This should be the golden age of freelance journalism but instead it is in danger of turning into a hobby. New media technologies combined with economic shakedown should mean that flexibility and innovation should thrive. Freelancers – in my experience as a lifelong member of the salariat – have both in spades.
For example, here is a great article from about a year ago by a journalist who thought that the future is freelance.
But a journalist friend of mine, who has thrived as a brilliant freelance film journalist and as an outstanding TV news programme executive, feels that there is a danger that freelancing won’t pay in the near future.
He warns that diminishing editorial budgets mean that we will be left with:
Celibates: (people without families who can afford the low wages)
Priests: (people who are evangelical about their subject and don’t do it for the money)
Toffs: (people with enough private income/wealth not to need to work for the money)
His claim that Old Etonians are taking over the freelance film-making world accords with my fears for equality of access to journalism more generally. To a degree though, UK freelance TV journalism has always been a rather posher affair. They don’t make a lot of money but they do all seem to live in the more agreeable parts of north London.
Of course, this is not an attack on citizen journalism. The problem is not that the work is being done by the public instead of professionals. Although personally I would welcome that if it was the case. I think that the pressure on freelancers is part of a much broader industry trend towards some fundamental restructuring which will has already seen widespread job losses with more to come.

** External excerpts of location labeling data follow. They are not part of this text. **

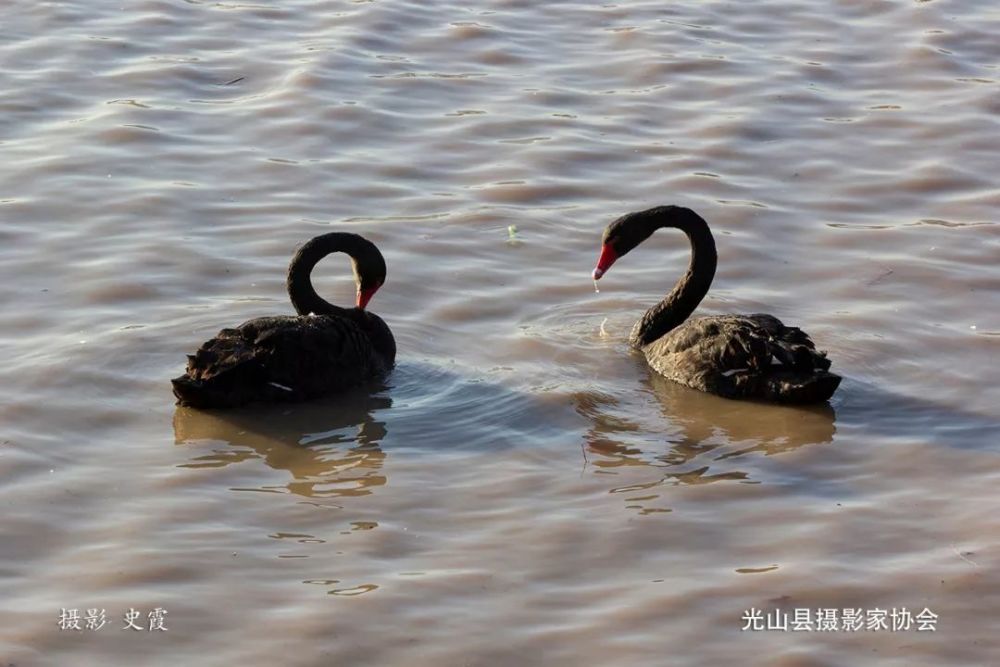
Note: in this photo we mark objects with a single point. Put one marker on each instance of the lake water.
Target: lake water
(521, 490)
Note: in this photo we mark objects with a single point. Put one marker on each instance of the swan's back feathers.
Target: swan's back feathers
(273, 359)
(744, 356)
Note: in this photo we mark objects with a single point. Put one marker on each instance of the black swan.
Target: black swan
(324, 349)
(735, 356)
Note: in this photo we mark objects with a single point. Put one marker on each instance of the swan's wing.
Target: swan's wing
(278, 358)
(742, 356)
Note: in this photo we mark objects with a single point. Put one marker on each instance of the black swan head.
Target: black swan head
(366, 261)
(628, 231)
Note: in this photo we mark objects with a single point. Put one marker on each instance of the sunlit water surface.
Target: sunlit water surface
(520, 490)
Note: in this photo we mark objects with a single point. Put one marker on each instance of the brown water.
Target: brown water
(521, 491)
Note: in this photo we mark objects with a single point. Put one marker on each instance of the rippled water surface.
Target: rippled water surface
(520, 490)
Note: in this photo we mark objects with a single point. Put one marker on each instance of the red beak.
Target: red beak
(364, 296)
(608, 257)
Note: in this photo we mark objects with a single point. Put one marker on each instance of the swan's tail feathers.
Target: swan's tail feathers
(190, 392)
(798, 387)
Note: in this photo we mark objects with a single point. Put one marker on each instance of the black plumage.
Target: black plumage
(325, 349)
(735, 356)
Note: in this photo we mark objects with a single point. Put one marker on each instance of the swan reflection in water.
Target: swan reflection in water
(696, 438)
(329, 447)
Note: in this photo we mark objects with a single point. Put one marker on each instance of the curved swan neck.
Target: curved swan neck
(303, 295)
(692, 287)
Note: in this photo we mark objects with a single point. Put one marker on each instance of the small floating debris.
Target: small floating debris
(512, 237)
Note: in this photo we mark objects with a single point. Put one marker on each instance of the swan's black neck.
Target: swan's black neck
(682, 300)
(304, 298)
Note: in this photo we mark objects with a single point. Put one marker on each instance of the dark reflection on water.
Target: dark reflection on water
(337, 446)
(330, 447)
(697, 438)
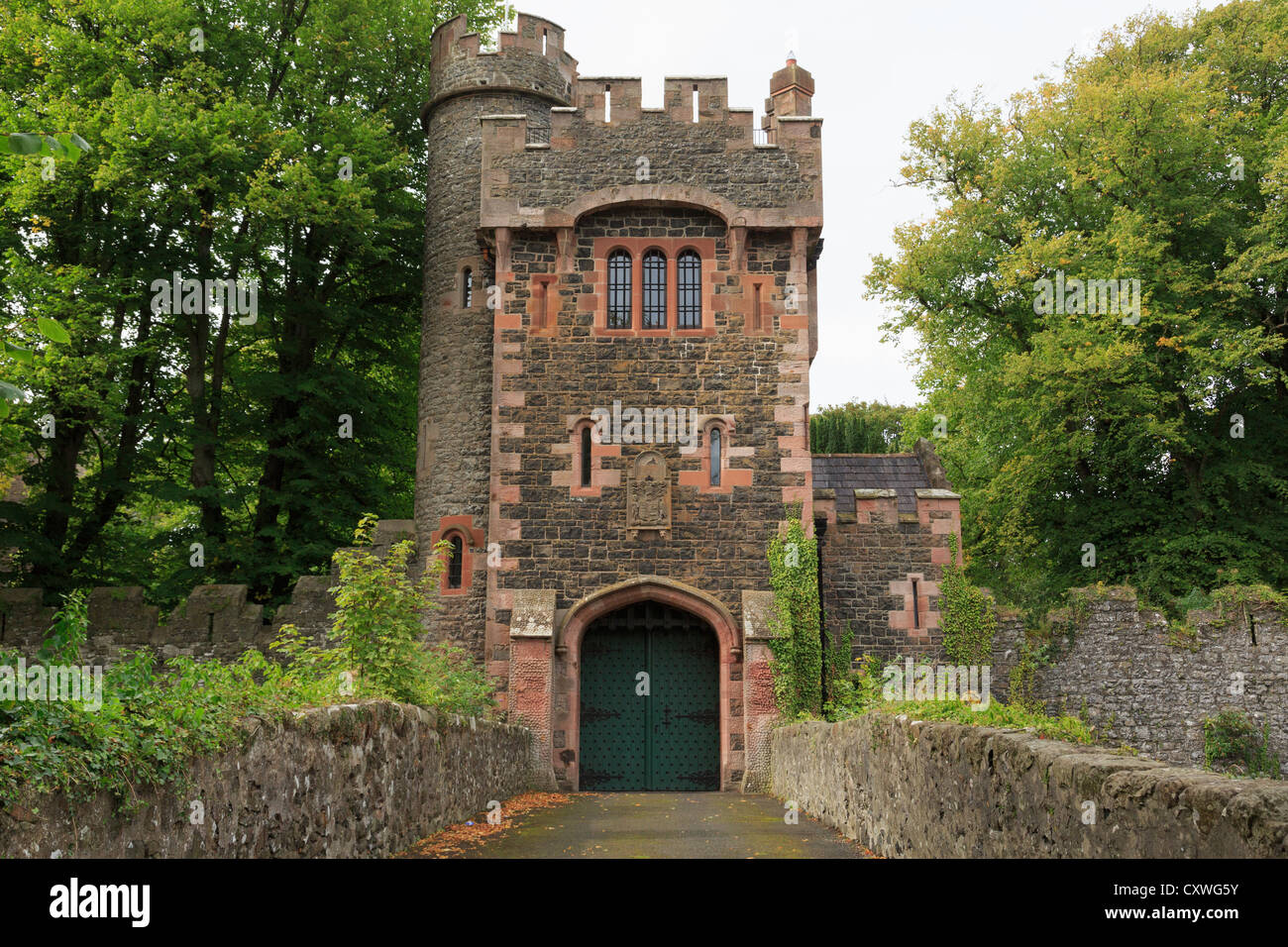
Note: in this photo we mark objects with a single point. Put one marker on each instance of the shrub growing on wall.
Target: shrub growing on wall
(798, 648)
(966, 613)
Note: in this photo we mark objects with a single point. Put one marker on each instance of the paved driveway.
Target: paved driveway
(666, 825)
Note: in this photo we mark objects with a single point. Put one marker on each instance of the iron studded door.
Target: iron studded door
(664, 740)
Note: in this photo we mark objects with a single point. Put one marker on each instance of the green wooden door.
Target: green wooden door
(657, 732)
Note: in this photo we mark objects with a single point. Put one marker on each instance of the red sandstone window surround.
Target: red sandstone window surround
(715, 449)
(653, 286)
(458, 561)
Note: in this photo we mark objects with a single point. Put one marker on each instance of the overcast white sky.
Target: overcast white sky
(877, 67)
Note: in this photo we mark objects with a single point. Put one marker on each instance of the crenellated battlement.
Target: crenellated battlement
(529, 58)
(545, 176)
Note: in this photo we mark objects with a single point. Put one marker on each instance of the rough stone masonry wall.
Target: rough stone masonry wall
(214, 622)
(576, 544)
(1140, 684)
(861, 561)
(359, 781)
(579, 544)
(939, 789)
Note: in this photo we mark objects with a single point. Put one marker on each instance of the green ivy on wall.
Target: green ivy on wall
(966, 612)
(797, 646)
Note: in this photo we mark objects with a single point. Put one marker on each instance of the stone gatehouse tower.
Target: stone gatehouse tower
(619, 317)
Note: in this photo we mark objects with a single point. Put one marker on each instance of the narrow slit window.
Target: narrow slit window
(690, 290)
(619, 290)
(456, 562)
(655, 290)
(585, 457)
(715, 457)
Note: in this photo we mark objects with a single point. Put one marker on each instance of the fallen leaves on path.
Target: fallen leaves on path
(464, 836)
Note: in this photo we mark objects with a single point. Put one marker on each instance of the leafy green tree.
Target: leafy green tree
(271, 144)
(858, 428)
(1155, 433)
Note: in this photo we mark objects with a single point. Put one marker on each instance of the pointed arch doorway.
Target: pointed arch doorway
(649, 701)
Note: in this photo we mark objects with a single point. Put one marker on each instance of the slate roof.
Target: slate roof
(849, 472)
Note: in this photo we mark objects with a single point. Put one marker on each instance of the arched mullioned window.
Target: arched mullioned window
(715, 444)
(688, 278)
(619, 290)
(456, 561)
(655, 290)
(585, 457)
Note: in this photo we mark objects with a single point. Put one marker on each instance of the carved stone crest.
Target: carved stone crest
(648, 496)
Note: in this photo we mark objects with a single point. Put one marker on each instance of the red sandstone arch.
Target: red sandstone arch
(675, 195)
(668, 591)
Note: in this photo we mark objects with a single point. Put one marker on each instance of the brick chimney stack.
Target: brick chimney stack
(791, 90)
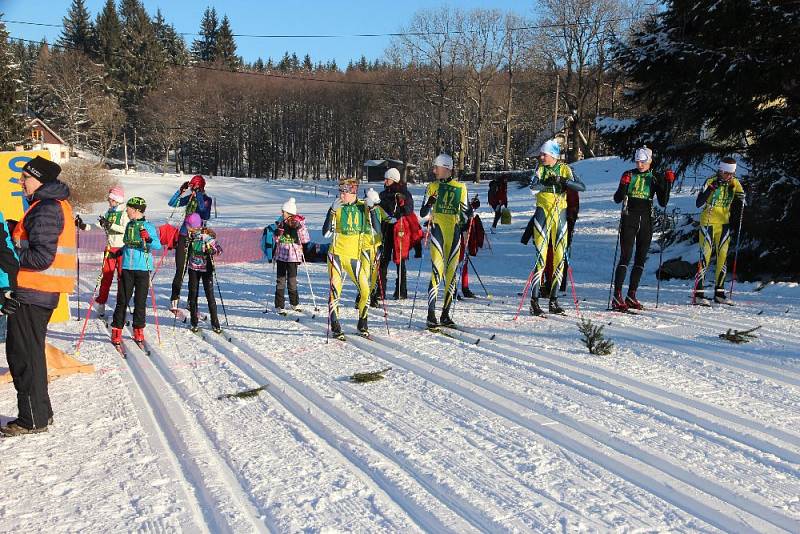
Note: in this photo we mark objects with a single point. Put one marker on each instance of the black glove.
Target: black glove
(8, 303)
(104, 223)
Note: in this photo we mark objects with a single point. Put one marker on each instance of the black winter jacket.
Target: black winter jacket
(44, 223)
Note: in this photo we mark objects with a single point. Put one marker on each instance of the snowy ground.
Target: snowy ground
(676, 430)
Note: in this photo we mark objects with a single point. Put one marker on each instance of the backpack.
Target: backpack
(268, 241)
(168, 236)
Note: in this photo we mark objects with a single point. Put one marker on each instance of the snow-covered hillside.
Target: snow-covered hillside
(509, 426)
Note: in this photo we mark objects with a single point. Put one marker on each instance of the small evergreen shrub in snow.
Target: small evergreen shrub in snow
(593, 338)
(88, 182)
(371, 376)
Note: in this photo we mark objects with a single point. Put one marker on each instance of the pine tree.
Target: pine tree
(172, 43)
(205, 48)
(78, 32)
(11, 118)
(716, 79)
(226, 45)
(108, 30)
(141, 58)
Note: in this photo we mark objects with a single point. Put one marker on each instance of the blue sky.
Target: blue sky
(268, 17)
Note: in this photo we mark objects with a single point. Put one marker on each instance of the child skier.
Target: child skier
(473, 237)
(202, 247)
(137, 262)
(498, 198)
(113, 223)
(191, 196)
(549, 221)
(446, 201)
(290, 236)
(716, 198)
(351, 221)
(636, 190)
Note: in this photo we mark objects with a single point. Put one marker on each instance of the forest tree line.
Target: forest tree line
(482, 85)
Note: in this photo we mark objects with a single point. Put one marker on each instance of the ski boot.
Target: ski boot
(632, 303)
(700, 299)
(445, 319)
(362, 327)
(536, 310)
(618, 303)
(721, 298)
(116, 337)
(555, 307)
(432, 323)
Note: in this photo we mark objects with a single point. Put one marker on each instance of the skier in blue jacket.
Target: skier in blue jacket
(141, 238)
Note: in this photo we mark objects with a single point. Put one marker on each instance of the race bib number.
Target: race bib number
(448, 200)
(352, 220)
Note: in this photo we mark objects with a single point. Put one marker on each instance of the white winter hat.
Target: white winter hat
(727, 167)
(643, 154)
(443, 160)
(551, 148)
(290, 206)
(372, 197)
(392, 174)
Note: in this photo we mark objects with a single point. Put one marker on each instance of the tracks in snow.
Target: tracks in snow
(215, 498)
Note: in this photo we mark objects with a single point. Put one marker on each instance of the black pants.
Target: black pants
(132, 284)
(286, 270)
(636, 230)
(180, 267)
(498, 211)
(208, 286)
(545, 289)
(25, 344)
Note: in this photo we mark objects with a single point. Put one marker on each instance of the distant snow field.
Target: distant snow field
(505, 426)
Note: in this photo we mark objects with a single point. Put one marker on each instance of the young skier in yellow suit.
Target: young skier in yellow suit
(549, 221)
(446, 201)
(716, 198)
(352, 222)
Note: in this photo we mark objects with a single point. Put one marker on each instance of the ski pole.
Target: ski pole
(488, 296)
(78, 258)
(572, 280)
(616, 250)
(736, 250)
(91, 301)
(308, 276)
(661, 254)
(419, 271)
(463, 263)
(219, 289)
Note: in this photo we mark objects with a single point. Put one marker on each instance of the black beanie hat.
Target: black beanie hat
(42, 169)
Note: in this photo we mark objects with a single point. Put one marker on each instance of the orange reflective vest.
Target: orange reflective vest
(59, 277)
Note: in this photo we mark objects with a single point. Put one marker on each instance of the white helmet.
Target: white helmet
(392, 174)
(443, 160)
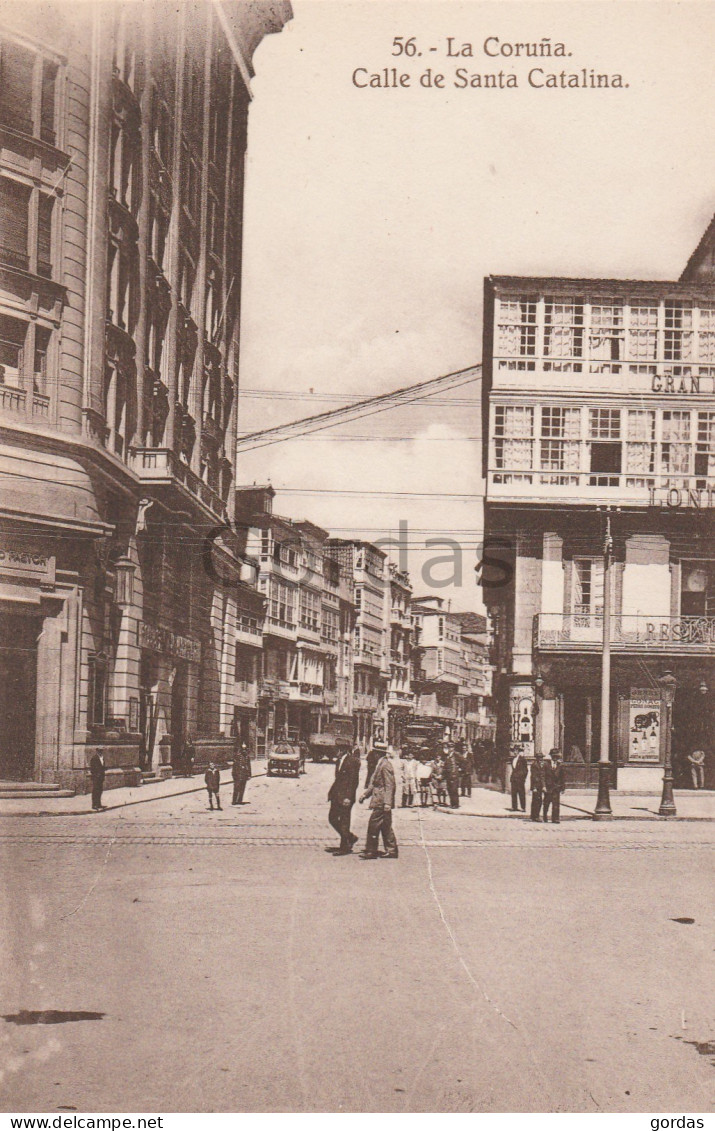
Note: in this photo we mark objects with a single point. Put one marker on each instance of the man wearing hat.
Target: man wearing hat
(519, 769)
(240, 773)
(381, 792)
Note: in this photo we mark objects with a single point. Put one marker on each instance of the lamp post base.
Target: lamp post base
(602, 811)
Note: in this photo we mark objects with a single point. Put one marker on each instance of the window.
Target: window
(705, 445)
(640, 441)
(697, 588)
(604, 433)
(678, 340)
(14, 217)
(563, 328)
(11, 351)
(706, 337)
(587, 589)
(643, 333)
(17, 68)
(560, 434)
(44, 235)
(514, 437)
(282, 604)
(675, 446)
(516, 334)
(96, 704)
(606, 335)
(330, 624)
(310, 610)
(244, 665)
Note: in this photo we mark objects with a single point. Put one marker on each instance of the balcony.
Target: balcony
(396, 698)
(401, 618)
(15, 402)
(161, 466)
(307, 692)
(637, 632)
(274, 689)
(623, 488)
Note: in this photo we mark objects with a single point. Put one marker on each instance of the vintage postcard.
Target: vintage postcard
(356, 559)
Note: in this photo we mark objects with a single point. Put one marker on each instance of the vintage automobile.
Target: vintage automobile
(423, 740)
(334, 740)
(286, 756)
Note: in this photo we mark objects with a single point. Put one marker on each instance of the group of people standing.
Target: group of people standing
(548, 783)
(394, 779)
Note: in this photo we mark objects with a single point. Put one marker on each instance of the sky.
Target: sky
(373, 214)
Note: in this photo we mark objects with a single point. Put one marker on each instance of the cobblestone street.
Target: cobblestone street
(473, 974)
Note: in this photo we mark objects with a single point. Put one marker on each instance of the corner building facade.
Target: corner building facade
(122, 139)
(599, 408)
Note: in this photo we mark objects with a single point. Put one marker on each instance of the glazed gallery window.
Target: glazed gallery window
(560, 432)
(22, 212)
(604, 443)
(516, 336)
(310, 610)
(643, 333)
(697, 588)
(587, 597)
(675, 443)
(706, 336)
(705, 445)
(27, 105)
(608, 336)
(18, 343)
(678, 334)
(640, 440)
(282, 603)
(514, 437)
(563, 328)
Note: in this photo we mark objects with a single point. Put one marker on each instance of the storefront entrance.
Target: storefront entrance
(18, 689)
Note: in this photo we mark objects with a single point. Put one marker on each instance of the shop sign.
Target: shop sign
(26, 563)
(169, 644)
(644, 733)
(689, 630)
(522, 709)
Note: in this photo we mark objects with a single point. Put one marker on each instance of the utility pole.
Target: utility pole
(603, 804)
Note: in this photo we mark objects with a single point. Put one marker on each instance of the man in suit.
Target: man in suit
(240, 773)
(213, 784)
(342, 797)
(537, 786)
(381, 793)
(96, 773)
(554, 784)
(519, 769)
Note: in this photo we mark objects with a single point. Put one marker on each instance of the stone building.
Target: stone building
(122, 140)
(368, 567)
(600, 466)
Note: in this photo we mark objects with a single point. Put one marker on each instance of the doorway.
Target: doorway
(178, 714)
(18, 690)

Meanwhile, the Etonians fill the gaps.
I think that the reality is that all journalists will have to become more like freelancers. They will have to be multi-skilled opportunists who relentlessly self-promote (no change there for some…) They will have to use their own initiative to find as well as cover stories. Career and editorial development will become an entirley personal responsibility. No more can we depend on either Human Resources or the News Editor.
Luckily, the same Internet and digital technologies that are making it tough for mainstream media businesses also offers us the tools to thrive in a networked world. Let’s not leave it all to the Etonians eh?